“I suppose,” Dr. Ives suggested, “that the very successful and active men are too busy.”
Mr. Dean shook his head. “I don’t think it’s that. A physician like yourself is probably much more busy and active than many of those eager, money-making men. No; the trouble with them is their egotism and ambition. They feel that their offspring derived importance and distinction from them, and they expect vaingloriously to shine in light reflected from their offspring. But there’s an interval when they regard their offspring as not much else than a nuisance, and for that interval they turn them over, body and soul, to a boarding-school to be developed into youths such as will shed luster on their parents. The school might possibly do it if there were no vacations, but three weeks at home at Christmas often undoes the good of the three preceding months at school.”
“You seem to be a pessimist about the value of home life for a boy.”
“No, not in the least. But I am a pessimist about the influences prevailing in the homes of some of our excessively solvent citizens. Boys of fifteen and sixteen go home and with other boys of the same age constitute a miniature aristocracy, a miniature society, that copies the vices and mannerisms and foppishness of the grown-up social aristocracy, and that is encouraged and even educated in all the vulgar, useless, expensive, and demoralizing details by this purblind aristocracy. I tell you, Dr. Ives, there are boys in this school that the school is struggling to save from the pernicious influences to which they are exposed at home—but their fathers and mothers can’t be made to see it. Fortunately, there are not a great many of them. Our most common difficulty is with the boy whose father is too busy to give any thought to him, to stimulate him, or help him, or advise him. Well, it’s easy to see that your boy’s father is not that kind.”
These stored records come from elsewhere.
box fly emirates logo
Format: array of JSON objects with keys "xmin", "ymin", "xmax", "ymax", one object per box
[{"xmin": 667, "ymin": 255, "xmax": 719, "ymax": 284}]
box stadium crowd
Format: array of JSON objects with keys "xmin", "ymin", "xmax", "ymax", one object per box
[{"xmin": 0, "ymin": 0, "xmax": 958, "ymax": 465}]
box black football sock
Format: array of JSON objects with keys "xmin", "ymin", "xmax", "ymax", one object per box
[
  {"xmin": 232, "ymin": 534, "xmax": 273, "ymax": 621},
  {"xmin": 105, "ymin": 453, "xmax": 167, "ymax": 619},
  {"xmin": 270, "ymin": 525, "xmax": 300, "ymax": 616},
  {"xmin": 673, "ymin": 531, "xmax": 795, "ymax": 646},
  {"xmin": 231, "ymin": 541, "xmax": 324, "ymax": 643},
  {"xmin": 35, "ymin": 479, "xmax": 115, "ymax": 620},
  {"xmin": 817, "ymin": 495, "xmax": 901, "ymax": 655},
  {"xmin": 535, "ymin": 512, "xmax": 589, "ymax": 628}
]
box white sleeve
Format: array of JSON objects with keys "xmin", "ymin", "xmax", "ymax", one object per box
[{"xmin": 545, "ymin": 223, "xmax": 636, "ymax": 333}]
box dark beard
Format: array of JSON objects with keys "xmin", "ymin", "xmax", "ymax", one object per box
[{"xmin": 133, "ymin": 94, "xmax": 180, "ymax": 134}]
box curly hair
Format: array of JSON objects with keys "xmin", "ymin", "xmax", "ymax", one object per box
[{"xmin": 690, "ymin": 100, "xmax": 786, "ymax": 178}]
“No,” said Dr. Ives. “David and I have always been too close to each other for that to happen.”
“You’re starting home to-day?”
“Yes, I’m just waiting round to see David again; my train leaves in a couple of hours.”
“The examinations close very soon. I will walk over to the building with you; I should like to meet your boy.”
So it happened that on emerging from the test David found himself shaking hands with an elderly gentleman whose kindly eyes and pleasant voice won his liking.